Is it unreasonable to use the past experience which converges towards the sun rising tomorrow, even as we do not know for sure that that will be the case?
And that's exactly what I do.
Whatever qualifiers you are using are taxing you without any benefit.I am afraid you are getting the disadvantage of using qualifiers (you are not comprehensive and definitive) without even benefiting from the advantages of using qualifies ( converging systematically) which in theory should converge towards discarding qualifiers.
At this rate, you will always use qualifiers and not converge anywhere. This is why, despite all protestations, I termed agnosticism as indecisiveness.
Based on the info we have to date, we can't conclusively tell whether god does really exist or not.
Again, we would do well to concentrate on examining the info, with details. The info I have today shows that god is becoming irrelevant with each passing day, and at some point down the line he will be a quaint object of nostalgic sentimentality for future historians when they ponder the human psychology and why it took us so long to admit that there is no god.

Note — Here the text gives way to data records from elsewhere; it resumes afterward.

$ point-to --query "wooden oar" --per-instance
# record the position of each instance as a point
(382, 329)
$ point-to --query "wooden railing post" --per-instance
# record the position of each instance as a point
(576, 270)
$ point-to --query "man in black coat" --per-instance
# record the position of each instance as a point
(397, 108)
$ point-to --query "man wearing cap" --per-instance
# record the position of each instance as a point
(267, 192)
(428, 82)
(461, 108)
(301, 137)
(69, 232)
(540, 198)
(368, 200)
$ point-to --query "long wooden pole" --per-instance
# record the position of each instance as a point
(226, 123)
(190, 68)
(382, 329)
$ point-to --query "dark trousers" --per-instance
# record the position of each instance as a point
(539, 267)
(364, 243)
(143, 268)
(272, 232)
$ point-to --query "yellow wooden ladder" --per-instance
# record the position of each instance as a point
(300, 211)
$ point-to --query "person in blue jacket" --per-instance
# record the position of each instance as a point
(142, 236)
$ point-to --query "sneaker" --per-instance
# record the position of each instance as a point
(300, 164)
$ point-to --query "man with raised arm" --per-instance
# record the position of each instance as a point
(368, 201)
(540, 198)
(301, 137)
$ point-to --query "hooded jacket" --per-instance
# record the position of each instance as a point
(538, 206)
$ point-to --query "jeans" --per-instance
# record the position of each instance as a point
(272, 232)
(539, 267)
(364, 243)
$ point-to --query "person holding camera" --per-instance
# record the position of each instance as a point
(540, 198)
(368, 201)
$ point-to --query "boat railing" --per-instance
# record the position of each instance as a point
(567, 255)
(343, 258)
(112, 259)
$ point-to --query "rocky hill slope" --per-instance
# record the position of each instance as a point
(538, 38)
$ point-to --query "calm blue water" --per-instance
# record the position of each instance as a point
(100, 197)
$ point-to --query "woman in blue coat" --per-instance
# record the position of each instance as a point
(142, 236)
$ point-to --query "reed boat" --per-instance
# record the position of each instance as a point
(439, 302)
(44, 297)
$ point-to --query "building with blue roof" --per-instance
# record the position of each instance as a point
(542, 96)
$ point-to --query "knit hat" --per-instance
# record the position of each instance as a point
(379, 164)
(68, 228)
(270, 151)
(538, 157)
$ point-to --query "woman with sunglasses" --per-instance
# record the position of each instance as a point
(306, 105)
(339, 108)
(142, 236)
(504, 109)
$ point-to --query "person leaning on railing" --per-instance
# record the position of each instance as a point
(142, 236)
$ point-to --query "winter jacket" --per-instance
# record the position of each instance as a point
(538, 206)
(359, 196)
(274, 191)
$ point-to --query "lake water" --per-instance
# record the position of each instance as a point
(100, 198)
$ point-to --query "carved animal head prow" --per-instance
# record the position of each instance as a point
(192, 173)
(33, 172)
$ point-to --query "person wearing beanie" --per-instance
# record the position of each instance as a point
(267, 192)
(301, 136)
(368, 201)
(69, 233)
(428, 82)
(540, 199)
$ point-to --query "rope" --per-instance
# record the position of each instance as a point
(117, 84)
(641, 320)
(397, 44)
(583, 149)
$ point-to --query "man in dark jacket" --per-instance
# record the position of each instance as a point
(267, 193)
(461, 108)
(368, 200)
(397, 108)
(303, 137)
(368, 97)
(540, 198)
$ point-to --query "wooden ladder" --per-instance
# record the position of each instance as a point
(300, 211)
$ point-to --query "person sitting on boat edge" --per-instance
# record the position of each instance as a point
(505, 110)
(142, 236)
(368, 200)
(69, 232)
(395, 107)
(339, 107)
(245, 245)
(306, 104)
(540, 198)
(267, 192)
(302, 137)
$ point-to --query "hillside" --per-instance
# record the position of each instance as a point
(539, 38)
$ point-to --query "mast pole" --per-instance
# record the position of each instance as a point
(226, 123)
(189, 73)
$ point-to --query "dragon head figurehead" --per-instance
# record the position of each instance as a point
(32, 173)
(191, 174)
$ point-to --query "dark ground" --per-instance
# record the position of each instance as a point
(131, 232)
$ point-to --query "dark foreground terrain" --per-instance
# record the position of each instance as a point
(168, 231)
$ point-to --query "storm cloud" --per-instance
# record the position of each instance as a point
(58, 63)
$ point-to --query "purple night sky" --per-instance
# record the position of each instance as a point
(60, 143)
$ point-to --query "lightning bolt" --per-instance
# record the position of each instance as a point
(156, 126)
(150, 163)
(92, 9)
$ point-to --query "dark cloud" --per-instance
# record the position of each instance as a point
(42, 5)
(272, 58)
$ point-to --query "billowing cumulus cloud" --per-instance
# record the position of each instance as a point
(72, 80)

See, that's why the difference between atheists and agnostics is marginal. It seems like we agree on almost 99% except that one - conclusion. Don't you think?
The difference between atheists and agnostics is the one between a general who wants to examine all of Newtons equations anew, and Einstein's relativity as well, conduct all experiments involved, just to be sure that he can fire a gun at close range and kill his enemy.
This general is the agnostic one, he is sure to lose the war.
The atheist general is decisive and fires at once based on past experiences.
A sure fighting chance.
Patton did not win the war because he wanted all the trajectories figured out to the millimeter.
He was decisive.
This difference could prove to be a matter of life and death, tell the dead soldier that he is "dead only marginally".